• Egypt's ousted leader Hosni Mubarak has been released from prison and taken to a Cairo hospital. (AAP)
Egyptian Islamists have called new demonstrations in a test of strength against the army.
Source
AAP
23 Aug 2013 - 12:12 AM  UPDATED 13 Sep 2013 - 2:38 PM

Islamist supporters of ousted Egyptian president Mohamed Morsi have called new protests against the army in a test of their ability to mobilise support seven weeks after his overthrow.

In recent days, dozens of senior and mid-level members of Morsi's Muslim Brotherhood have been arrested, disrupting the organisation's structure, and raising questions about its remaining strength.
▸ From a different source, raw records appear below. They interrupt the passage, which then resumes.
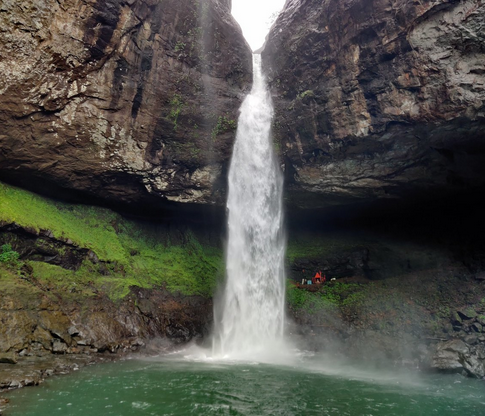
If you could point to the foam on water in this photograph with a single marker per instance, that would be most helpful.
(249, 316)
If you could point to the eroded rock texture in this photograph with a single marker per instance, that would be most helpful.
(120, 99)
(379, 98)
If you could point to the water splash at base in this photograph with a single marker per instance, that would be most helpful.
(250, 316)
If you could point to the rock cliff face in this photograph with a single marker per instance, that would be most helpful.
(120, 99)
(378, 98)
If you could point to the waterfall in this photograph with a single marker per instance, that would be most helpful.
(249, 316)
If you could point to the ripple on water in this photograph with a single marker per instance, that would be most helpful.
(172, 386)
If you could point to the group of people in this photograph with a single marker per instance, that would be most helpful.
(317, 279)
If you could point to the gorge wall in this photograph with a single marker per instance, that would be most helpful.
(120, 99)
(378, 99)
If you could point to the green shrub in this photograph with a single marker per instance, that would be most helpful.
(8, 255)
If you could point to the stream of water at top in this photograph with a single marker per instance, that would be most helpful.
(249, 316)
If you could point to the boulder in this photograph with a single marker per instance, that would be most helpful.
(378, 101)
(467, 313)
(456, 356)
(126, 101)
(477, 327)
(8, 358)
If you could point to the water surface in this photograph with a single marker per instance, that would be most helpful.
(311, 386)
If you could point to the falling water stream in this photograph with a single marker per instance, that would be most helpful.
(250, 314)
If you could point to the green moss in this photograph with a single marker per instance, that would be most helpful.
(333, 295)
(179, 46)
(7, 255)
(224, 124)
(131, 253)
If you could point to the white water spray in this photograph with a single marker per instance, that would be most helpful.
(250, 314)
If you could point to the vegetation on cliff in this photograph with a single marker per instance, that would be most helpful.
(118, 252)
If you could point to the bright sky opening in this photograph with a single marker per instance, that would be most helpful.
(256, 18)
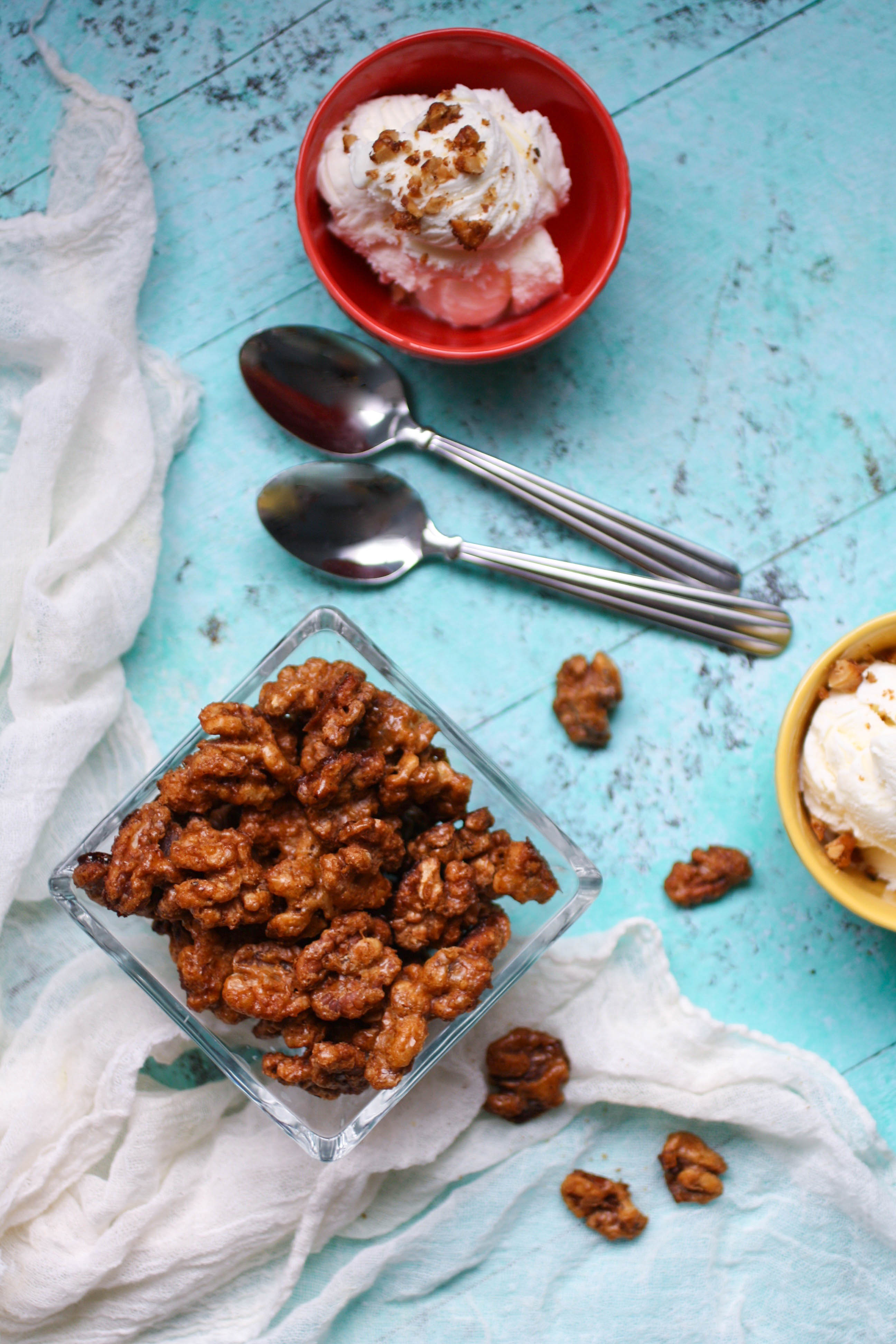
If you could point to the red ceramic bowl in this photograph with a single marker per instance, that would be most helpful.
(589, 232)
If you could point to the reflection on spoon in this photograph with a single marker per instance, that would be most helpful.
(346, 400)
(367, 526)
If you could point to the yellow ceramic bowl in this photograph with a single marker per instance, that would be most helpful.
(860, 894)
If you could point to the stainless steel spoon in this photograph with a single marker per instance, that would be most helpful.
(347, 401)
(367, 526)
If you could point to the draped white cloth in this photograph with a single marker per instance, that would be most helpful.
(89, 420)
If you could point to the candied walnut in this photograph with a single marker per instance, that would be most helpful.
(218, 773)
(300, 690)
(436, 172)
(471, 233)
(585, 696)
(328, 1070)
(238, 724)
(262, 983)
(489, 935)
(692, 1170)
(428, 898)
(447, 986)
(471, 151)
(91, 876)
(846, 675)
(708, 877)
(348, 968)
(522, 873)
(340, 777)
(394, 728)
(405, 222)
(429, 781)
(221, 881)
(529, 1069)
(440, 115)
(335, 720)
(205, 959)
(138, 867)
(388, 146)
(605, 1205)
(841, 850)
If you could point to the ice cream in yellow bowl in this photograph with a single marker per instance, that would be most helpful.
(836, 771)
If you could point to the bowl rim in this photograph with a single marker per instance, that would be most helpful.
(500, 348)
(855, 892)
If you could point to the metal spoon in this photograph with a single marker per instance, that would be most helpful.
(346, 400)
(367, 526)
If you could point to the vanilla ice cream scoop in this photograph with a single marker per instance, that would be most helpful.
(848, 767)
(448, 199)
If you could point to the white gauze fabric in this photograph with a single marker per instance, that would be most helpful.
(128, 1212)
(89, 421)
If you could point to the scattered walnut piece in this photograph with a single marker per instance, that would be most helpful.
(692, 1170)
(708, 877)
(586, 693)
(529, 1069)
(605, 1205)
(471, 233)
(440, 116)
(846, 675)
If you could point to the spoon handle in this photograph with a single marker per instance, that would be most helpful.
(644, 545)
(734, 622)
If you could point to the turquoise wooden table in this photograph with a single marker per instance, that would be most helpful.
(734, 382)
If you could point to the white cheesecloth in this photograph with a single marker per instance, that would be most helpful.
(132, 1212)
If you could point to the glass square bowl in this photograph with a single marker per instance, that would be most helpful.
(330, 1129)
The call for demonstrations by loyalists of Morsi, who remains in custody at a secret location, came a day after his predecessor Hosni Mubarak was released from jail to house arrest at a military hospital.
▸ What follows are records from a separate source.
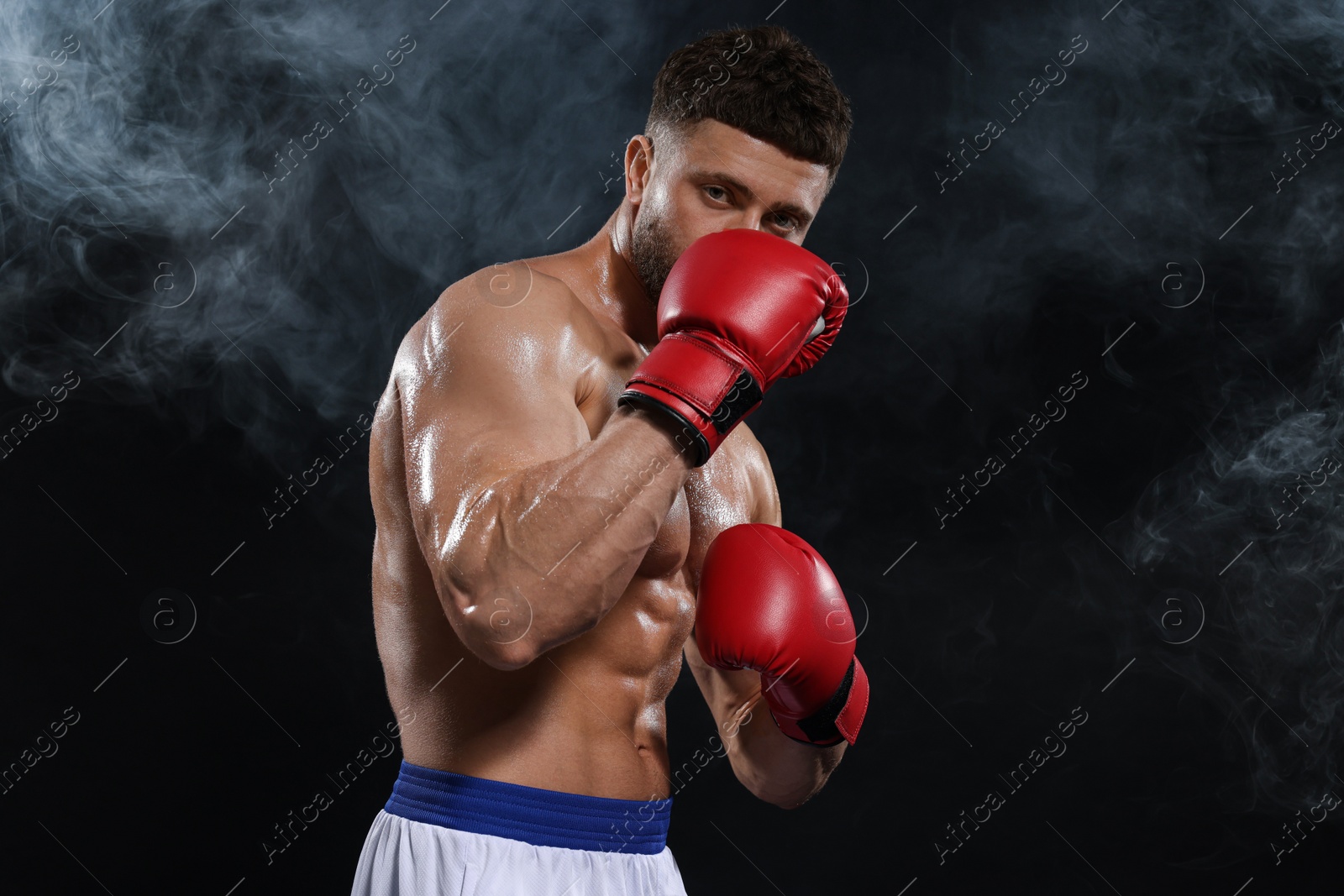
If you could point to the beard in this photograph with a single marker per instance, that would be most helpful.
(652, 253)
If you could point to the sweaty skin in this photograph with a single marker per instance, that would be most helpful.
(538, 550)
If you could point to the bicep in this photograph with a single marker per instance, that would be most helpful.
(487, 398)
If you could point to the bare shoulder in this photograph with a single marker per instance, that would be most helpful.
(507, 320)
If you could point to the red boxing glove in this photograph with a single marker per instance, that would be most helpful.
(736, 315)
(769, 602)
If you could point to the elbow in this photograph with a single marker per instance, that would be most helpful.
(506, 658)
(495, 629)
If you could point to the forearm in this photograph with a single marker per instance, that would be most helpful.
(773, 766)
(541, 555)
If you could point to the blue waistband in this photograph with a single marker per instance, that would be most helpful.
(531, 815)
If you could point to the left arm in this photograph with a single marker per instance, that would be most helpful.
(770, 765)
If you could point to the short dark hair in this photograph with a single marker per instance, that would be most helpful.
(763, 81)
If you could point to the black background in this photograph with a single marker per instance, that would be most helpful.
(1052, 590)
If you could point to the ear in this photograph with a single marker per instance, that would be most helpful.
(638, 167)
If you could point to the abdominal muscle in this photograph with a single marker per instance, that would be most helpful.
(585, 718)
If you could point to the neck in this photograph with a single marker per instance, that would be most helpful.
(620, 295)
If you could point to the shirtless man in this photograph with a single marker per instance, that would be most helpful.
(557, 449)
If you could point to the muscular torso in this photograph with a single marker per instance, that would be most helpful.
(586, 716)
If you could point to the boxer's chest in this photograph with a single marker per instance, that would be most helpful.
(712, 497)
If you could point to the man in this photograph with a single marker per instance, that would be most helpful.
(564, 488)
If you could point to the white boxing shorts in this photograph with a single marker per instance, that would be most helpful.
(449, 835)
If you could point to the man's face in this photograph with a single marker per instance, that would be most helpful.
(717, 177)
The release stirred little interest in Egypt, which has been rocked by political unrest since Morsi's July 3 ouster by the military after massive protests against him.

Nearly 1000 people were killed in a week of violence between Morsi loyalists and security forces, sparking international concern and condemnation.
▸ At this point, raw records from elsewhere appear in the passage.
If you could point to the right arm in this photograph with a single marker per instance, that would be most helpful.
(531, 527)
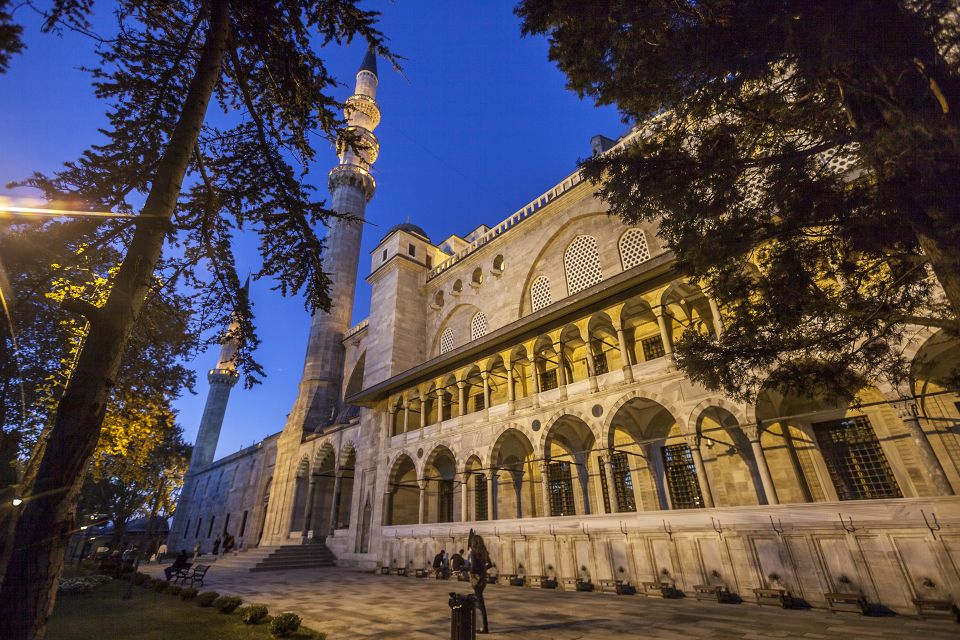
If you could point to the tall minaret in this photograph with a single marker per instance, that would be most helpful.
(351, 187)
(222, 378)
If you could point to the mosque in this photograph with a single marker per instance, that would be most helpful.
(519, 380)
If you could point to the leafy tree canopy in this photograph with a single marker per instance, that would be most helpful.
(801, 159)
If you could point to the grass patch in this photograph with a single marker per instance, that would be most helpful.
(147, 616)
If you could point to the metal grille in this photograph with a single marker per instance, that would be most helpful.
(480, 496)
(446, 340)
(634, 249)
(681, 477)
(548, 380)
(600, 363)
(855, 460)
(652, 348)
(623, 481)
(581, 261)
(540, 293)
(561, 489)
(478, 326)
(603, 486)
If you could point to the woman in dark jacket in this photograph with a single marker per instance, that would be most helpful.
(479, 561)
Friday was set to be a test of the remaining strength and commitment of the Islamists, who called for "Friday of martyrs" protests after the main weekly Muslim prayers.

In recent days, dwindling numbers of demonstrators have showed up to rallies, their ranks thinned by a fierce crackdown.

Communication by telephone has stopped altogether, and many Brotherhood members are in hiding, avoiding their homes, a mid-level member of the group told AFP on condition of anonymity.

"We no longer receive directives and we don't really know what we should do anymore. Most of our direct leaders are detained," the member from the Nile Delta said.

Among those detained is the group's supreme guide Mohamed Badie - the first time a Brotherhood chief has been arrested since 1981.

Morsi himself is being held at a secret location and faces charges related to his 2011 escape from prison and of inciting the death and torture of protesters.

His continued detention even as Mubarak is released to house arrest has stirred comment, particularly as Mubarak also faces charges of complicity in the deaths of protesters.

But in the face of the deadly unrest that has rocked Egypt in recent days, there was no indication that activists would take to the streets, as they have done before, to protest Mubarak's transfer.

"A year ago, it would have been difficult to imagine his release without popular protests against it," said Barah Mikail, a Middle East specialist at the FRIDE think-tank.

"Today, everything else that is happening has moderated the effect".

Mubarak is still on trial and faces his next court session on Sunday, when Badie and several other Brotherhood leaders will also appear before a court.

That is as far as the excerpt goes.